The Waste Isolation Pilot Plant (public domain image)

Through Reno’s work, we got to discuss waste sites as interstitial spaces, some temporarily, others permanently, out of circulation, in a state of limbo that has its own time. At the same time, these sites are places of intensive (financial) speculation, an observation that holds true to an even higher extent for the case of nuclear waste. We discussed this theme throughout the last session, where we had the opportunity to watch the documentary Containment, a film about the insidious legacy of the Cold War and transuranic military waste stored at the Waste Isolation Pilot Plant (WIPP) in New Mexico. The waste is supposed to stay sealed in containers deep underground, although the repository has not been entirely successful in keeping the toxicity isolated from its environment. The WIPP is a site of artistic speculation too, where artists are interested in questioning the idea of burying waste to prevent future humans from digging it out again. In that respect, the film also grappled with some nondescript earthworks that communicate the environmental hazards to humans for many millennia into the future, functioning as marking systems and thus inviting much-needed discussions on the unthinkably long futures of nuclear matter.

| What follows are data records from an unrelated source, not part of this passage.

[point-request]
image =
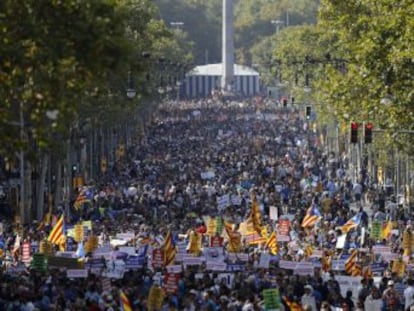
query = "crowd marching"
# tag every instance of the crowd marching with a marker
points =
(220, 206)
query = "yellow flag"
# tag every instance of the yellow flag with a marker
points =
(194, 244)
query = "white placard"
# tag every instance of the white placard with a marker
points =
(174, 269)
(273, 213)
(77, 273)
(349, 283)
(130, 250)
(340, 242)
(264, 261)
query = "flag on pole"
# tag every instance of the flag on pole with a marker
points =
(16, 246)
(256, 216)
(386, 231)
(292, 305)
(352, 223)
(357, 270)
(57, 231)
(84, 196)
(366, 272)
(125, 303)
(312, 216)
(351, 262)
(169, 249)
(308, 251)
(271, 243)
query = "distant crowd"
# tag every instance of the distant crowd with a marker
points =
(247, 209)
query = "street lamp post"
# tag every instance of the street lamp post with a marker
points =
(22, 207)
(177, 25)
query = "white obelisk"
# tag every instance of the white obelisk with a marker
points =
(228, 47)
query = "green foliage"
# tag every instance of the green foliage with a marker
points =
(376, 37)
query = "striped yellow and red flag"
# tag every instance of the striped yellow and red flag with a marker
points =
(357, 269)
(194, 244)
(308, 250)
(56, 234)
(169, 249)
(351, 261)
(255, 216)
(386, 230)
(326, 262)
(366, 272)
(271, 243)
(125, 304)
(292, 305)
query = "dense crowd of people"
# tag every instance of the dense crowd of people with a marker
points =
(204, 161)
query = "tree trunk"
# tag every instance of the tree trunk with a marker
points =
(41, 182)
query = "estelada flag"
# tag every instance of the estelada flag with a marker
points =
(124, 302)
(57, 231)
(169, 249)
(271, 243)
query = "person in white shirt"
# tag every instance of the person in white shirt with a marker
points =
(308, 298)
(409, 295)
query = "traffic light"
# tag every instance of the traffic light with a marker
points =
(368, 133)
(354, 132)
(308, 112)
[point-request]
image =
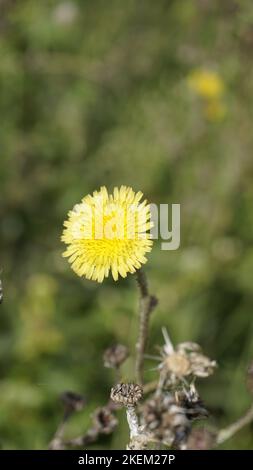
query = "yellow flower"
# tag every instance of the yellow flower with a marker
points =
(108, 232)
(206, 83)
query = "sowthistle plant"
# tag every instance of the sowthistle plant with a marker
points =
(111, 233)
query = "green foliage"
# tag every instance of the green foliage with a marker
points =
(91, 94)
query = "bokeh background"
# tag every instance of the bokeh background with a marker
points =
(157, 95)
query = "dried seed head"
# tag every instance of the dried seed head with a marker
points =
(192, 404)
(115, 355)
(104, 420)
(165, 419)
(201, 365)
(178, 364)
(72, 401)
(126, 394)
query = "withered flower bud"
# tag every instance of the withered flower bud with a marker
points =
(72, 401)
(115, 355)
(126, 394)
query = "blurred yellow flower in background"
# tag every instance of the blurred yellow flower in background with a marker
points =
(209, 86)
(206, 83)
(108, 232)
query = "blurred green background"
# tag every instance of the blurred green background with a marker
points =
(100, 93)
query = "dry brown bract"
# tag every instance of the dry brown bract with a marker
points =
(126, 394)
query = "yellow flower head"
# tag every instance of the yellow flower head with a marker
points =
(108, 232)
(206, 83)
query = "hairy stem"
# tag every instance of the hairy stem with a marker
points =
(228, 432)
(132, 421)
(147, 303)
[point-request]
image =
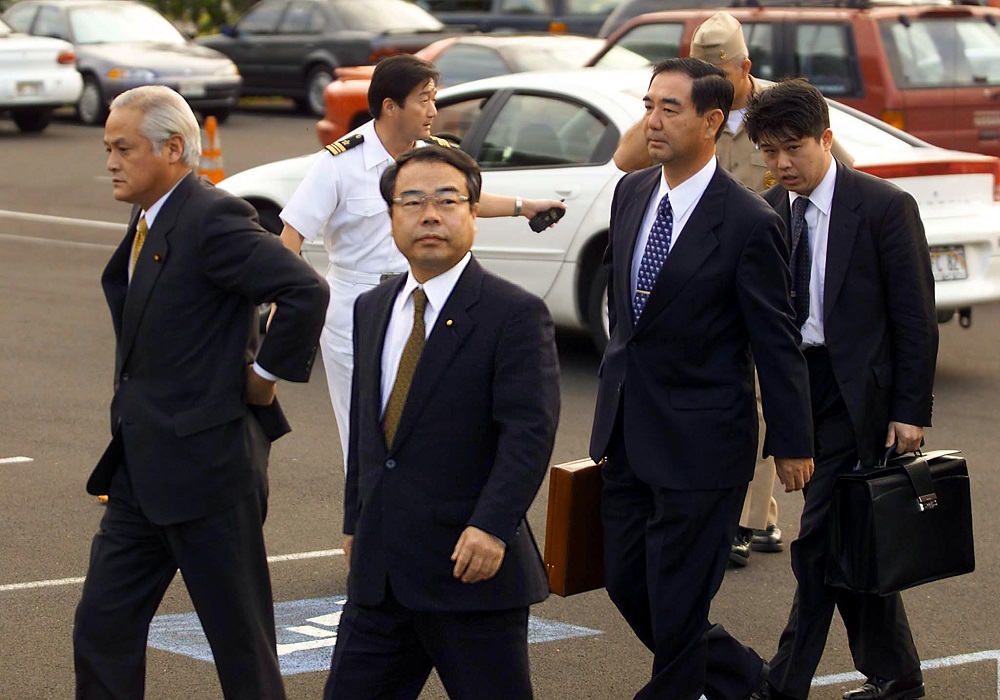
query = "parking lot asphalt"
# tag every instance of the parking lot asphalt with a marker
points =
(58, 225)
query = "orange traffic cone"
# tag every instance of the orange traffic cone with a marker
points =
(211, 152)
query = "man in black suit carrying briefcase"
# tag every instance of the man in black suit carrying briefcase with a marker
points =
(863, 294)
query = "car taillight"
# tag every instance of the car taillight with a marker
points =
(894, 117)
(988, 164)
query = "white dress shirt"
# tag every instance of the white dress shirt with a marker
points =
(683, 199)
(818, 224)
(437, 289)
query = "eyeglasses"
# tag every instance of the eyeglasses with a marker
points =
(413, 203)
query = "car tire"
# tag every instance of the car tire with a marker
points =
(91, 108)
(314, 103)
(597, 309)
(32, 121)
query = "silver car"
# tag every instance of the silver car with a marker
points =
(122, 44)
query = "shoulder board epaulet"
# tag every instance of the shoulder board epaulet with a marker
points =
(438, 141)
(345, 144)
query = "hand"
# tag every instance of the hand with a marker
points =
(531, 207)
(477, 556)
(904, 436)
(260, 391)
(348, 543)
(794, 472)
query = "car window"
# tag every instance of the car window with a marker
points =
(823, 57)
(537, 131)
(460, 63)
(524, 7)
(385, 15)
(19, 17)
(942, 52)
(455, 119)
(115, 23)
(299, 19)
(760, 44)
(51, 22)
(654, 42)
(262, 19)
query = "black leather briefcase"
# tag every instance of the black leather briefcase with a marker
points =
(901, 525)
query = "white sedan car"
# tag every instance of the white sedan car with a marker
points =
(552, 135)
(37, 74)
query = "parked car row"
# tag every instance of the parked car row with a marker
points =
(37, 75)
(552, 135)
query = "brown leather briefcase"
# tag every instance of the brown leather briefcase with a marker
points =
(574, 536)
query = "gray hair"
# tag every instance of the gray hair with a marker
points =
(165, 113)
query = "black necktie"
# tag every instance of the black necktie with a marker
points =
(801, 261)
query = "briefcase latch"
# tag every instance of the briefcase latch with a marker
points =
(927, 501)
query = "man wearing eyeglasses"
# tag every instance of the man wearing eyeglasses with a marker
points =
(454, 405)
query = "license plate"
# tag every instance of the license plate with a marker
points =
(948, 263)
(192, 89)
(32, 88)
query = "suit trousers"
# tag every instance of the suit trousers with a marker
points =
(132, 562)
(877, 629)
(386, 652)
(665, 556)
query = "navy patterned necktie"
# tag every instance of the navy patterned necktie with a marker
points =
(801, 261)
(657, 247)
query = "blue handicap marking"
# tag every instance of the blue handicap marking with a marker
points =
(307, 633)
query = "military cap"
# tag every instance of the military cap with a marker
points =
(718, 39)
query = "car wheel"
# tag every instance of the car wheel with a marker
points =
(91, 108)
(597, 310)
(32, 120)
(319, 78)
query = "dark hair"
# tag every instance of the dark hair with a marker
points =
(792, 108)
(434, 154)
(395, 77)
(709, 87)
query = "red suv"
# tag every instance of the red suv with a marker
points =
(931, 70)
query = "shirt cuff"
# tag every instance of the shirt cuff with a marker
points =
(263, 373)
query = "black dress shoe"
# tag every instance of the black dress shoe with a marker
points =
(768, 540)
(739, 553)
(906, 688)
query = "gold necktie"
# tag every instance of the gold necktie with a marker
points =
(140, 238)
(407, 365)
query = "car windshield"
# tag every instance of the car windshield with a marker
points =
(386, 15)
(116, 23)
(943, 51)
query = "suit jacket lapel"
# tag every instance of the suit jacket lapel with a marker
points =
(151, 258)
(453, 326)
(633, 210)
(696, 242)
(843, 232)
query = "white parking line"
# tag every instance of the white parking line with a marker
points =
(53, 583)
(48, 219)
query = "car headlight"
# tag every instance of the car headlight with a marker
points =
(143, 74)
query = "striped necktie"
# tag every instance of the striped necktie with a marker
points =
(407, 366)
(657, 247)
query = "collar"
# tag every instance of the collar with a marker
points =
(372, 148)
(687, 194)
(822, 196)
(438, 288)
(151, 213)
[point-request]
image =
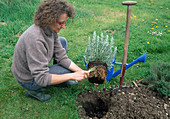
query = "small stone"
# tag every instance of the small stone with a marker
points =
(123, 93)
(165, 106)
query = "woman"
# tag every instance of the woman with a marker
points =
(38, 45)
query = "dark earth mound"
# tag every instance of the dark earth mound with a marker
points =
(128, 103)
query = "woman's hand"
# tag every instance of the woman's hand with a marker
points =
(80, 75)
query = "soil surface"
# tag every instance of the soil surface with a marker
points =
(132, 102)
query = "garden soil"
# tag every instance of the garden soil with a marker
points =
(133, 102)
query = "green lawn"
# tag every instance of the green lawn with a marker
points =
(149, 20)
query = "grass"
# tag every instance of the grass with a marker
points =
(92, 15)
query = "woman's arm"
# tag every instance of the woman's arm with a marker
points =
(78, 75)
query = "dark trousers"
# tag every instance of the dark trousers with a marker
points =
(54, 69)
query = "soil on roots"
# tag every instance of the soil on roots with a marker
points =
(128, 103)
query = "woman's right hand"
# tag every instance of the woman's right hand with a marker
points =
(80, 75)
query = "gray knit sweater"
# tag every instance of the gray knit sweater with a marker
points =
(33, 52)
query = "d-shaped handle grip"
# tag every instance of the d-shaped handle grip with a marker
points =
(129, 3)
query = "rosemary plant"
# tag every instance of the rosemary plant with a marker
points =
(101, 49)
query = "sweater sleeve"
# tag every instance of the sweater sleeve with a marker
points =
(60, 54)
(36, 55)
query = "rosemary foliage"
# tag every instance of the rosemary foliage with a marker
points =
(100, 48)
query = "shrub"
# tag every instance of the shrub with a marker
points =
(159, 78)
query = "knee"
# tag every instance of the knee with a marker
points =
(63, 42)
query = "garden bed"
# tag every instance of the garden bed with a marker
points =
(133, 102)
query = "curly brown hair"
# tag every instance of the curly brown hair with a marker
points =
(50, 10)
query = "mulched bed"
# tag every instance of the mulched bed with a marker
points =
(133, 102)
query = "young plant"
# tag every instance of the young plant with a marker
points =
(99, 55)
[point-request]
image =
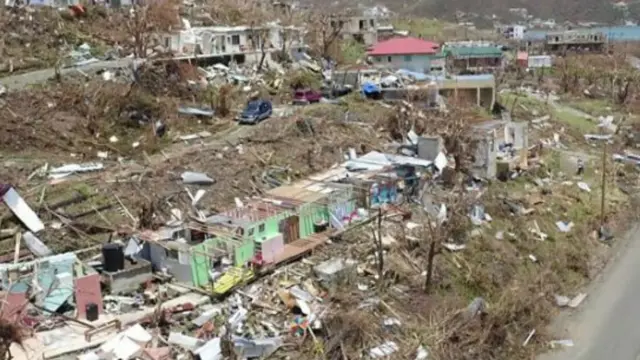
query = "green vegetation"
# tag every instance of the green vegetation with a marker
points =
(595, 107)
(427, 28)
(352, 51)
(573, 120)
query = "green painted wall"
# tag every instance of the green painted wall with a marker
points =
(200, 265)
(244, 252)
(270, 228)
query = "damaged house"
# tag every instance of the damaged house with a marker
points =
(501, 147)
(242, 44)
(54, 282)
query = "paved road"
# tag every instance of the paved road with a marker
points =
(20, 81)
(607, 326)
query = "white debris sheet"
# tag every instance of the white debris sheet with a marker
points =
(22, 210)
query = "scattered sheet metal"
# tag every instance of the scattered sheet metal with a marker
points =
(35, 245)
(70, 169)
(195, 178)
(20, 208)
(256, 348)
(193, 111)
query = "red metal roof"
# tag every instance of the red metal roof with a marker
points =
(522, 55)
(404, 46)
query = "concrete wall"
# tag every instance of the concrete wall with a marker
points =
(158, 256)
(485, 164)
(129, 279)
(417, 62)
(271, 248)
(429, 147)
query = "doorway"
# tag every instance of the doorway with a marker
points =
(290, 228)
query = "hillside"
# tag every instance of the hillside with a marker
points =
(561, 10)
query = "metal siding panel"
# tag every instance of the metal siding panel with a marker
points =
(87, 290)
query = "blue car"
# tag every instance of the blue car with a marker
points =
(255, 112)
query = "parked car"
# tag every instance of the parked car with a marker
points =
(255, 111)
(306, 96)
(336, 91)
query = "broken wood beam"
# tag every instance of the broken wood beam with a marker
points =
(62, 203)
(89, 212)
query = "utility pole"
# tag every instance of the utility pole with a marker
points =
(604, 186)
(380, 249)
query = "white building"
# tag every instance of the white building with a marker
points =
(234, 41)
(514, 31)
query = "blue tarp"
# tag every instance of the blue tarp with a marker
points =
(416, 75)
(370, 88)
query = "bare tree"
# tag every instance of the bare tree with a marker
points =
(450, 223)
(326, 32)
(146, 21)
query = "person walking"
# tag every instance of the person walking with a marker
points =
(580, 167)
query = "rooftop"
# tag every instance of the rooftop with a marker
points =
(473, 51)
(252, 212)
(404, 46)
(296, 193)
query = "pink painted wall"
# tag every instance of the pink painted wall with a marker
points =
(14, 305)
(87, 290)
(272, 247)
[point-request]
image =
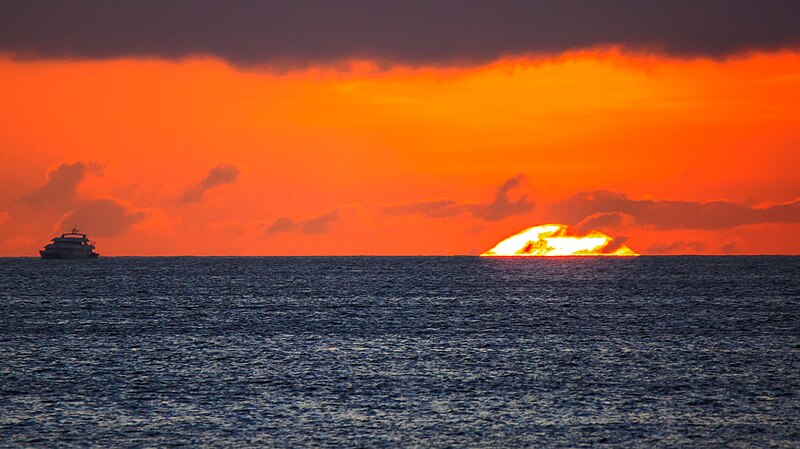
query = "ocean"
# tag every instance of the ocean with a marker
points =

Some of the participants after the visit at the National Gallery (image
courtesy of the author)

Some of us were lucky enough to be able to pursue these conversations outside the classroom, as the workshop resonated with other events on campus, such as the conference Heritage in Reverse: Material Values, Waste and Deconstruction. The conference dealt with architecture and waste, or architecture as waste, a topic we also touched on in William Viney’s article, Waste, A Philosophy of Things. Our discussions concluded around a table at the National Gallery of Canada, after a visit to the exhibition Anthropocene. We had mixed feelings about the show linked to the impression of fetishizing that these large scale photographs of extraction and waste sites produced. Covering up the environmental and social violence of these places through subliminal aerial views can be a questionable artistic strategy. In favour of the artists though, the exhibition had enough material to fuel critical discussions. Throughout these three months, the conversations stimulated a fortuitous variety of possible responses to the temporal qualities of waste, and underscored the necessity for interdisciplinary dialogue to navigate the vast spatio-temporal dimensions that encompass our current ecological condition.